Silent Hunter III (2005)
Silent Hunter III is a WWII submarine simulator where you command a German U-boat in the Battle of the Atlantic, planning patrols, stalking convoys by hydrophone, and lining up torpedo shots before slipping away under depth-charge fire. It runs on a classic 3D engine with a dynamic, unscripted campaign, crew management (promotions, medals, upgrades), and adjustable realism that ranges from assisted targeting to full manual torpedo data computer. There’s even a Naval Academy tutorial to ease you in.
The base game features the key U-boat types (II, VII, IX, XXI) and LAN co-op, while a devoted community keeps it fresh with standout mods like GWX and Living Silent Hunter (plus widescreen and stability fixes many players use), which is a big reason it still carries Very Positive reviews on Steam. It’s tense, methodical, and wonderfully atmospheric, more like Das Boot than an arcade shooter, and that enduring mix of patience and payoff is exactly why it’s still worth playing on PC in 2025.
FAQ: Best Submarine Games to Play on PC in 2025
Which of the best submarine games on PC in 2025 support co-op or multiplayer?
Barotrauma supports co-op with up to 16 players (with defined roles and talent trees). From the Depths offers online PvP and co-op, plus campaign/missions. World of Warships is a free-to-play 12-v-12 MMO with submarines in the roster.

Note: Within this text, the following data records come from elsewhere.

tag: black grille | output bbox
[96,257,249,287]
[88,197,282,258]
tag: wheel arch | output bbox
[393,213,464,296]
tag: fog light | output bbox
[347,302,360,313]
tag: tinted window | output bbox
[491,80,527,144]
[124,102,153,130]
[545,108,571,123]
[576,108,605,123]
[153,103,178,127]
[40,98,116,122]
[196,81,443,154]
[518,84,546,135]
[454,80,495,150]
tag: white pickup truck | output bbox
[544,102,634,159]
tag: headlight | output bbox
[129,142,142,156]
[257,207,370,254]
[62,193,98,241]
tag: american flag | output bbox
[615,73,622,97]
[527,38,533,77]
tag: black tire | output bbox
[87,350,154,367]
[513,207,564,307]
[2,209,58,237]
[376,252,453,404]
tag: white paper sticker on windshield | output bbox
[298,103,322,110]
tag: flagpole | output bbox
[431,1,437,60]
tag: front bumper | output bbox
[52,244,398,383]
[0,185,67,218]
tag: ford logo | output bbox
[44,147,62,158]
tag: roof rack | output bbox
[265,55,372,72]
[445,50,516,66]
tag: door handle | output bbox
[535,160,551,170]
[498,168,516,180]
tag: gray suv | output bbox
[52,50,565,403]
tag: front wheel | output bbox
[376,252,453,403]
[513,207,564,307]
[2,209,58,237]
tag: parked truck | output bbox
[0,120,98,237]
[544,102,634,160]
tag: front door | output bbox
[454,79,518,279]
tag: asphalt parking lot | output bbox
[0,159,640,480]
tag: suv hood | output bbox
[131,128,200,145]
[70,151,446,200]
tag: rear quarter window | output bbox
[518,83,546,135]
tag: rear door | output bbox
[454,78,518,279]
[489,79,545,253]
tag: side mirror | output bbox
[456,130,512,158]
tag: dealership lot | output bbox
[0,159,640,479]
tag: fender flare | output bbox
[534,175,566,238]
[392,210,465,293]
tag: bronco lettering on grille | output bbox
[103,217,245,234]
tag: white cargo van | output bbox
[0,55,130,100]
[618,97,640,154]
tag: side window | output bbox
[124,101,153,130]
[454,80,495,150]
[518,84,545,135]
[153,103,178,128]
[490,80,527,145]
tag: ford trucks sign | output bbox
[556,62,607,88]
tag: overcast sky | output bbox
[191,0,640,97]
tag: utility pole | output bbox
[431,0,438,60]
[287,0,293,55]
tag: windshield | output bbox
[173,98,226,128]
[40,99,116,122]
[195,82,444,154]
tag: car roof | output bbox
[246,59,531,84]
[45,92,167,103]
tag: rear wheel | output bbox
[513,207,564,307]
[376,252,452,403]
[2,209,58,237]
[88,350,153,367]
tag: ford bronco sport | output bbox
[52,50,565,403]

Silent Hunter III also includes LAN co-op.
Which best submarine games on PC lean most into realism?
UBOAT models trim, ballast, batteries, oxygen, morale, and even Earth’s curvature—while remaining approachable. Silent Hunter III features adjustable realism, manual TDC, and a dynamic campaign. Cold Waters focuses on Cold War command with a realistic sonar model and authentic ASW tactics.
Is there a short submarine game I can finish quickly?
Yes—Iron Lung is designed as a tight, dread-driven experience intended to be finished in under an hour.
What are the best submarine games on PC for playing solo?
Subnautica is single-player survival with base-building and submersibles. Iron Lung is a single-player, claustrophobic navigation puzzle. Barotrauma can be played solo with bots, though it shines in co-op.
Do any of the best submarine games on PC have mod or Workshop support?
Yes. UBOAT, Barotrauma, and From the Depths have Steam Workshop support (with in-game editors for Barotrauma and extensive building tools in From the Depths). Cold Waters has an active mod scene (e.g., Dot Mod). Silent Hunter III is well-known for major community mods like GWX and Living Silent Hunter.
Are there free-to-play options among the best submarine games on PC in 2025?
World of Warships is free-to-play, with submarines available alongside destroyers, cruisers, battleships, and carriers.
Which settings do these best submarine games on PC cover?
WWII: UBOAT, Silent Hunter III.
Cold War/modern: Cold Waters.
Sci-fi/otherworldly: Barotrauma (Europa), Iron Lung (alien moon), Subnautica (alien ocean world).
Sandbox builder with submarines included: From the Depths.
I’m new—what helps me learn in these best submarine games on PC?
Silent Hunter III includes a Naval Academy tutorial. UBOAT lets officers automate routine tasks, keeping the sim approachable. Barotrauma’s defined roles guide teamwork, and Subnautica eases you in with early-game crafting and gradual depth progression.
Which games on this best submarine games on PC list are still getting love in 2025?
The article notes recent updates and very positive sentiment for UBOAT, an active community and updates for From the Depths, Overwhelmingly Positive recent reviews for Barotrauma, and ongoing patches for Subnautica.